La gioia di vivere.
Il rapporto uomo-natura ha vissuto tempi migliori. Il Rinascimento poneva al centro dell'Universo l'uomo come la creatura più perfetta nell'armonia cosmica. Tale concezione forniva incondizionate certezze, che si concretizzavano in un'arte visibilmente improntata ad uno spiccato equilibrio contenutistico e formale. Sciaguratamente diversa è la nostra epoca, in cui arroganza, prevaricazione, mistificazione, filosofia di distruzione e di morte sono diventati logica di vita quotidiana.
La rappresentazione del rapporto uomo-natura risente di questi atteggiamenti nevrotici ed esasperati e subisce delle lesioni profonde: La natura non è più amica; è stata irrimediabilmente compromessa quella concordia suprema che trova sublime espressione nella “Festa Campestre” di Giorgione-Tiziano.
A partire da questa visione disincantata e sconsolata della realtà, l’arte non può che esprimere disagio, squilibrio, disarmonia ed incertezza. La gioia di vivere è soltanto un ricordo deturpato dalle lacerazioni della memoria. Questo ciclo di lavori è pervaso da un senso di amara repulsione verso la realtà contemporanea, guardata con freddezza, con distacco; il dramma non ci appartiene più, qualcosa, nell'ingranaggio della Storia, si è spezzato irrimediabilmente: non resta che prenderne atto.

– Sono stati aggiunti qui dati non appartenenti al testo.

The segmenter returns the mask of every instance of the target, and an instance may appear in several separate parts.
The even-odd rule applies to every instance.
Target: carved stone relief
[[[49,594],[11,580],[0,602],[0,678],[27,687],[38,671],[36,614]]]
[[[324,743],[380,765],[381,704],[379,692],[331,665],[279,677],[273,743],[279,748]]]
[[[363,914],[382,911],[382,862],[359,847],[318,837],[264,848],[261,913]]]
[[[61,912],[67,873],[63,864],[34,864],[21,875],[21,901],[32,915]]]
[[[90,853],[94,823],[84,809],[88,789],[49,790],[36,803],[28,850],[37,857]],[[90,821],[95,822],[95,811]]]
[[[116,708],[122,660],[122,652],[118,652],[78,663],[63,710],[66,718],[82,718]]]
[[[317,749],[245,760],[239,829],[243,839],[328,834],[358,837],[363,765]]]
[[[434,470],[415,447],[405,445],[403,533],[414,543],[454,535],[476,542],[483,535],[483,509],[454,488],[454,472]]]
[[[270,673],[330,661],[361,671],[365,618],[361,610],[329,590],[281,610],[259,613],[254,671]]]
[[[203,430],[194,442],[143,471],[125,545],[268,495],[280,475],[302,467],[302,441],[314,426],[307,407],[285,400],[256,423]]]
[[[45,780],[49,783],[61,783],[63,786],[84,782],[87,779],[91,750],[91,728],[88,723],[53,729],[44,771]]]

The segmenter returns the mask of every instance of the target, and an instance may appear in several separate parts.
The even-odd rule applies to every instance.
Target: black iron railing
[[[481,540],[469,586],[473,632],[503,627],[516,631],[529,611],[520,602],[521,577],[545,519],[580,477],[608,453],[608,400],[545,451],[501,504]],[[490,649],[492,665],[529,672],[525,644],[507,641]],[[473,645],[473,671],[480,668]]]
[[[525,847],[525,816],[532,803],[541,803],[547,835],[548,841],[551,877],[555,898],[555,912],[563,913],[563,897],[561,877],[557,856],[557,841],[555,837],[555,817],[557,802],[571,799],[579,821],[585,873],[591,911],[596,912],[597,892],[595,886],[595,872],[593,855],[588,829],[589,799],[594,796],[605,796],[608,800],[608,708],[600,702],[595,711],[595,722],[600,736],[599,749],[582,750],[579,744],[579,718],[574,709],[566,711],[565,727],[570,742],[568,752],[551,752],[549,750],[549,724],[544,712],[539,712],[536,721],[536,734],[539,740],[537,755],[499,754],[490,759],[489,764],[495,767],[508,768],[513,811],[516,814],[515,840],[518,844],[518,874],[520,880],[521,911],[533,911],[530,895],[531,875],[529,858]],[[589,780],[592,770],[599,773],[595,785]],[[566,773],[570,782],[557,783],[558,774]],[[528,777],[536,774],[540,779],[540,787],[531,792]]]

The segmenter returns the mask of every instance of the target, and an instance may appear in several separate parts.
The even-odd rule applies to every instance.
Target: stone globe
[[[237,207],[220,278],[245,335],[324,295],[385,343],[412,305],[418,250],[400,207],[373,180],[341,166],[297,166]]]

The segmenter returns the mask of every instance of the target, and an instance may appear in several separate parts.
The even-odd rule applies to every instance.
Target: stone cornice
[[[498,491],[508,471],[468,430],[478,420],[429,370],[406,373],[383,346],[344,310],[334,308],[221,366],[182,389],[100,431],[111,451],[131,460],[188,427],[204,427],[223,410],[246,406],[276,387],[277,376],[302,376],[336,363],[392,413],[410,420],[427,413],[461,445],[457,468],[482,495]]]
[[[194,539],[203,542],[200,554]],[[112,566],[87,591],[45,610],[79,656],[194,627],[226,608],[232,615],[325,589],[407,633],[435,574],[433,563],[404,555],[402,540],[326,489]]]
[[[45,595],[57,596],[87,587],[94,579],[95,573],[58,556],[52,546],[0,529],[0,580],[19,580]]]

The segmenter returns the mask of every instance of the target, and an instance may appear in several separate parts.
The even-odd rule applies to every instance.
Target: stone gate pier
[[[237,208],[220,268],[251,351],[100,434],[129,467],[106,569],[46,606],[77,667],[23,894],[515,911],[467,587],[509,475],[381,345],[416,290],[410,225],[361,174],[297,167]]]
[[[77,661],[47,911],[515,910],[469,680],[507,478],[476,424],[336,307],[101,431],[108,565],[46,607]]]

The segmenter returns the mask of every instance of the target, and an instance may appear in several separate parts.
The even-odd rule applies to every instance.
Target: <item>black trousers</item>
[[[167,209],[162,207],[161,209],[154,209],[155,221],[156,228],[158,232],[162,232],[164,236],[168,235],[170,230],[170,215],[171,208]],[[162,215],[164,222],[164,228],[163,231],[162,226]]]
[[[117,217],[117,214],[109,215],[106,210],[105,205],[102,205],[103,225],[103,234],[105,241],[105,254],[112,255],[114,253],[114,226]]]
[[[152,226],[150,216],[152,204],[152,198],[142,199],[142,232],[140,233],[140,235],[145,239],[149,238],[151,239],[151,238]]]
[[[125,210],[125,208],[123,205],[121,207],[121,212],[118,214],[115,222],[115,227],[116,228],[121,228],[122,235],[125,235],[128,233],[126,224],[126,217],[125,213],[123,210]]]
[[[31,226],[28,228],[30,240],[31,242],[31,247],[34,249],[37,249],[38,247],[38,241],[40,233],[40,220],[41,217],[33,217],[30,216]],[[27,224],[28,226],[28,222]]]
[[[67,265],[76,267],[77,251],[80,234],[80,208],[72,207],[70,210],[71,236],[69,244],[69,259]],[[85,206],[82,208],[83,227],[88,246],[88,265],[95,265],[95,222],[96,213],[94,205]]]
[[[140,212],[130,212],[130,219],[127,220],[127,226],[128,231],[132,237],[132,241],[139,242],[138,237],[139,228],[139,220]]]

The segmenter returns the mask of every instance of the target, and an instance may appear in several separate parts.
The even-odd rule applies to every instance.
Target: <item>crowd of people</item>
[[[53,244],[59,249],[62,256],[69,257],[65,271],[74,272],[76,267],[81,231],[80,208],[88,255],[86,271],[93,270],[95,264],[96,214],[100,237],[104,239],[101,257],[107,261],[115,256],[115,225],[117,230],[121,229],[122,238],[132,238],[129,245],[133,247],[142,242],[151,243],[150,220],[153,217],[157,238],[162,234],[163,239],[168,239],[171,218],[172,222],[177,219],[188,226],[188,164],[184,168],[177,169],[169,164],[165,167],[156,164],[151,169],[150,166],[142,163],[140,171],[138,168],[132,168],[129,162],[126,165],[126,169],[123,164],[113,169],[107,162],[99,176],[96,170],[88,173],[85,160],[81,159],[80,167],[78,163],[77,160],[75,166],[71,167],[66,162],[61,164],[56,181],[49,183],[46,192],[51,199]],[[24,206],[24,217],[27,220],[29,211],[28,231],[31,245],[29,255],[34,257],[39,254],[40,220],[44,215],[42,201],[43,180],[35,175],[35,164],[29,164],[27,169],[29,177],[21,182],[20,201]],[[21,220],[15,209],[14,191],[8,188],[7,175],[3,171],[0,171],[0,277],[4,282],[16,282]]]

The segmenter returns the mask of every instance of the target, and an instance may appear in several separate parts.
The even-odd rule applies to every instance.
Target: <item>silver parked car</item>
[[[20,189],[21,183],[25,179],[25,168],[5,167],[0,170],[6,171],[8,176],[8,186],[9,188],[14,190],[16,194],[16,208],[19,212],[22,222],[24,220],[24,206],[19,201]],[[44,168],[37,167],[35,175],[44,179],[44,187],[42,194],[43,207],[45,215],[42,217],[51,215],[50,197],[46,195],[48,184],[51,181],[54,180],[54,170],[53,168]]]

Queste sculture costituiscono un insieme di frammenti che simulano i resti di chissà quale storia ormai perduta, logorata dal tempo inesorabile, che sovrappone le sue crepe all'immagine. Questa storia, privata di ogni drammaticità, viene ad essere bloccata e come "raggelata" nel tempo e nello spazio. E’ come un reperto archeologico che racconta una storia più attraverso i pochi frammenti rimasti e le tante lacerazioni che non attraverso quei pochi resti dell’immagine rappresentata.